From the evidence gathered above, the Brick Wall Method to vocabulary learning has some holes in it. Learning every word you find with the expectation that you will eventually run out of new words to encounter is to play against crushing odds. The type/token curve simply doesn’t flatten out fast enough for this to work. Also, learning rare words with the expectation that they will be reused in the near term is being somewhat optimistic, as around 30-50% of the vocabulary in any text will never be seen again in the same text. Both of these traits are due to the rarity of the majority of the words in a language, or what Harald Baayen (ref. below) calls “large numbers of rare events”, or LNRE.

The approach I now take is as follows. I still attempt to identify all the unknown words in a particular text of around 1,000 to 2,000 words (around the size of a news article or book chapter). However, I make a distinction between words used multiple times in the text versus words used only once, and I create two separate word lists. The list of multiple-occurrence words I will focus more attention on, making sure I understand them well, and potentially making SRS items out of them. The single-occurrence words, however, I will still study as I am reading the text, but with the goal of getting familiar with the words, knowing them just well enough to make the text clearer. The table below illustrates this revised approach as it relates to words in 《中国的逻辑》:

Chapter Words Newly introduced words Unknown words used >1 time Unknown words used once
2 2097 869 68 126
3 1964 640 19 154
4 1466 316 19 107
5 1514 326 22 113
6 2132 443 34 116
7 1509 243 15 63
8 1965 240 11 75
9 1631 229 18 79
10 2077 312 22 127
Total 16355 3618 228 960

This approach has made my vocabulary study much more manageable, as the multiply-occurring words make much smaller sets. It’s true that by partitioning words based on the number of times they are seen in a chapter I am ignoring other factors, such as its frequency in Chinese in general, or whether it’s an important keyword for comprehending a passage despite its sole occurrence. The first of these factors is of low importance to me, since my primary aim at the moment is reading for pleasure, and not large-scale vocabulary acquisition. For the second of these points, hapax words sometimes can be important to understanding a passage, and I can’t avoid dictionary lookups entirely.

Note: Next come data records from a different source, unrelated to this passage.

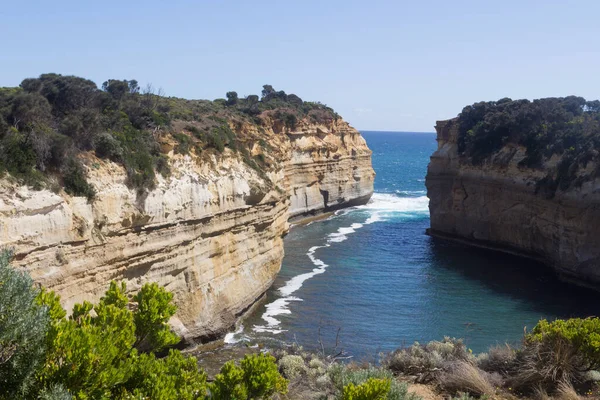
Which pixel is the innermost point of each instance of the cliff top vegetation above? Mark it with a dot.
(48, 122)
(566, 127)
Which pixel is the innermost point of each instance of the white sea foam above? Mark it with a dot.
(235, 337)
(380, 207)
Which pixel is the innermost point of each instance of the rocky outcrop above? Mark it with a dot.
(498, 205)
(211, 232)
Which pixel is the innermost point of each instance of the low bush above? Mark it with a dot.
(292, 366)
(23, 327)
(427, 361)
(257, 377)
(342, 376)
(500, 359)
(372, 389)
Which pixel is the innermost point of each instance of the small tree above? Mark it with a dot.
(155, 308)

Even if you’re not a word freak like me, it’s still useful to be aware of word distributions, and the high probability of hapax legomena in whatever you happen to be reading.


References

Baayen, R. Harald. Word Frequency Distributions. Dordrecht ;: Kluwer Academic, c2001. This book examines statistical methods for analyzing word frequencies, and investigates many ways of modeling their phenomena. The kind of charting demonstrated in this post is just a small example of the kind of analysis that can be found.